Certainly one giant step in this direction would be made if people doing SMT of the phrase-based flavor (i.e. just about everybody in SMT these days) acknowledged the fact that, as Harry and Ed rightly point out, what they are doing is really just EBMT with a statistical twist. Unfortunately, in my experience, SMT people seem very reluctant to admit this. Why this is so is not so clear, but I suspect that the EBMT label has a bit of a dubious reputation among the machine-learning crowd. And maybe one of the reasons for that is that very few EBMT papers report on quantitative evaluations.

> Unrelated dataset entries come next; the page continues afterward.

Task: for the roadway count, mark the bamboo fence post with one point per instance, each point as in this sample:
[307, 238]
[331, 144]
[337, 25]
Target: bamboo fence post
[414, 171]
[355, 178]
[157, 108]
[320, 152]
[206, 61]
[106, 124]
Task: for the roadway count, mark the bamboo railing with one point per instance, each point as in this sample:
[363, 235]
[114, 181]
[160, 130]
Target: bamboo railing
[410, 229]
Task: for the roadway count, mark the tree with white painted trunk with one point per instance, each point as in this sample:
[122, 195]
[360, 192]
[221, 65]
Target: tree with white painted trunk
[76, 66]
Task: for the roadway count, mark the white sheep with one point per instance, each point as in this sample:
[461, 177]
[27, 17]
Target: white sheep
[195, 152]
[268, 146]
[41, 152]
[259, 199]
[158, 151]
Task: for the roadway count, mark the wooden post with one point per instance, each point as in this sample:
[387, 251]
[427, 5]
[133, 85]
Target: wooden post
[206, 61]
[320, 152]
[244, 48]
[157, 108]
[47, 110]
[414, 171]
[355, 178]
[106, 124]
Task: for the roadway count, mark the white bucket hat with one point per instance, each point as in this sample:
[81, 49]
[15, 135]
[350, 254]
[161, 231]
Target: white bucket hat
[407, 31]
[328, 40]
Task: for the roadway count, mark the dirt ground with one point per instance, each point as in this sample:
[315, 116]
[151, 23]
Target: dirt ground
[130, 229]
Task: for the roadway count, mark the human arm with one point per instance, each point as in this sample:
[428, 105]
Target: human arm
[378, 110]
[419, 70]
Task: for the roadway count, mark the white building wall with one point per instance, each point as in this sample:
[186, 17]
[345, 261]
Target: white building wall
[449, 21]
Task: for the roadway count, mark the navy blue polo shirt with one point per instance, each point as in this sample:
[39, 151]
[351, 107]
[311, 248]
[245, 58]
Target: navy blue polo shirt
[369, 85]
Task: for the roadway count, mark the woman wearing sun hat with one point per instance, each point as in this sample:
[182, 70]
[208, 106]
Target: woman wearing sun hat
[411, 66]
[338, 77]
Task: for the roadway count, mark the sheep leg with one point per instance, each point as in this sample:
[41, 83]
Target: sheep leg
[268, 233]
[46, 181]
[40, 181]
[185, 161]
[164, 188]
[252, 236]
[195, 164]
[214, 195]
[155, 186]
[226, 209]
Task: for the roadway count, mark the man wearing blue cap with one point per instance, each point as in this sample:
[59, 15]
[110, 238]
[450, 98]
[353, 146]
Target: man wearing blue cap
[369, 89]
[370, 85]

While subjective human MT evaluations are very costly, there are now a number of alternatives (BLEU, NIST, recall/precision) which are cheap, easy to use, and available for anyone with an internet connection. And in spite of all the controversy that these methods stir, they are better than nothing.
2. Can anyone envisage a situation where an SMT paper was asked to
compare its results against an MT model?
I think an SMT paper that doesn't report on empirical comparisons with competing systems or approaches is just as likely to get rejected as Andy's. For better or for worse, that's the name of the game these days. But you can't empirically compare against approaches for which there are no empirical evaluations. So SMT papers report comparisons with what's available: other SMT systems.